Bridging finance (also known as Short Term Lending) is a solution that can be used to provide fast access to funding for a number of different circumstances.
Often, bridging finance can be much quicker to arrange than a normal mortgage. However, bridging finance should not be considered a replacement for more traditional mortgage lending which is normally more cost-efficient. It can be a complicated process and each case is written on a bespoke basis according to the requirements of each individual transaction.
Initially, this type of finance was used as a way to mend a broken link in a housing chain and typically used to ‘bridge’ the gap between a house sale and completion.
However, bridging is often also used for people buying at auction, to meet strict deadlines (usually of 28 days), for people wanting to carry out refurbishments to boost the value of their homes or where the property would not meet the requirements of a traditional mortgage lender as well as for numerous business purposes. Some lenders will also help with short term VAT requirements subject to strict controls.
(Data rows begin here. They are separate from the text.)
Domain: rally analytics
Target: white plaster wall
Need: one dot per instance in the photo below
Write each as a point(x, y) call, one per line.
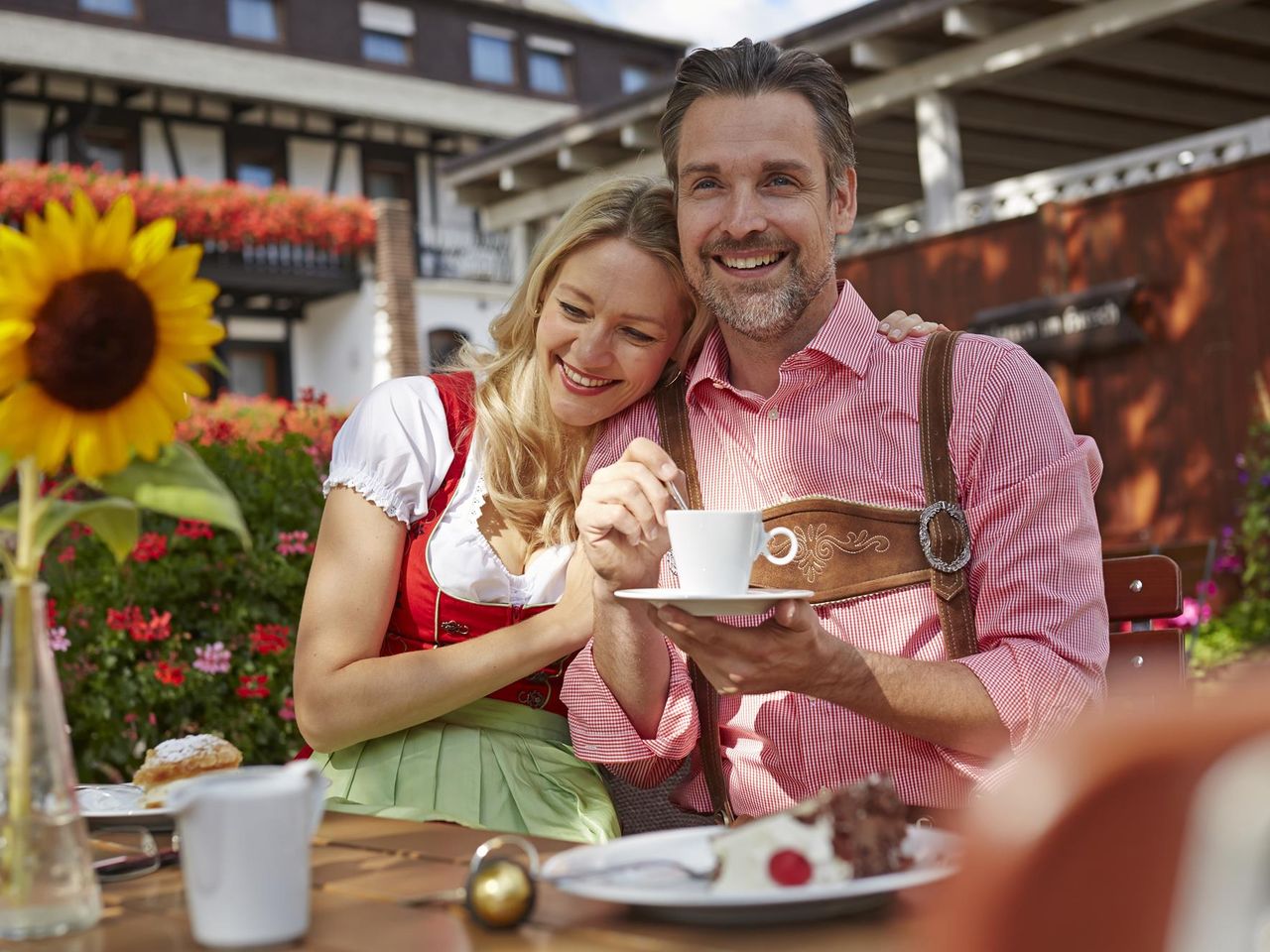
point(154, 151)
point(466, 306)
point(200, 150)
point(309, 163)
point(331, 348)
point(22, 126)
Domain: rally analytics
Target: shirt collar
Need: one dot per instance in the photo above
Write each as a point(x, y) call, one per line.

In more recent years, the market has seen a broader number of uses for short-term loans as their popularity has increased. For example, many commercial premises are now being converted into residential houses or flats, because of the expansion of permitted development rights, and bridging loans can be used in the initial stages of the conversion with longer-term funding provided once the building project has started. Short-term finance can be used to buy new equipment, to build up stocks ahead of an expected rush on seasonal orders, or for buying shares in another business. It’s becoming increasingly popular, mainly because of its speed and flexibility.
The best way to look at this is as a means to an end. Lenders will need certainty on the exit route (how will they get their money back?) and they will always insist on an agreement being in place from a traditional mortgage lender to provide a mortgage, at a given time and once any requirements have been fulfilled. Alternatively, the exit route might be from the sale of the same or another property. So, short term lending is designed to fulfil the need or desire to act quickly.
Finally, this type of funding has become more competitive over the years with some now offering rates as low as 0.43% per month for the right customer. Obviously, individual terms and conditions apply and with these types of offerings always seek professional advice!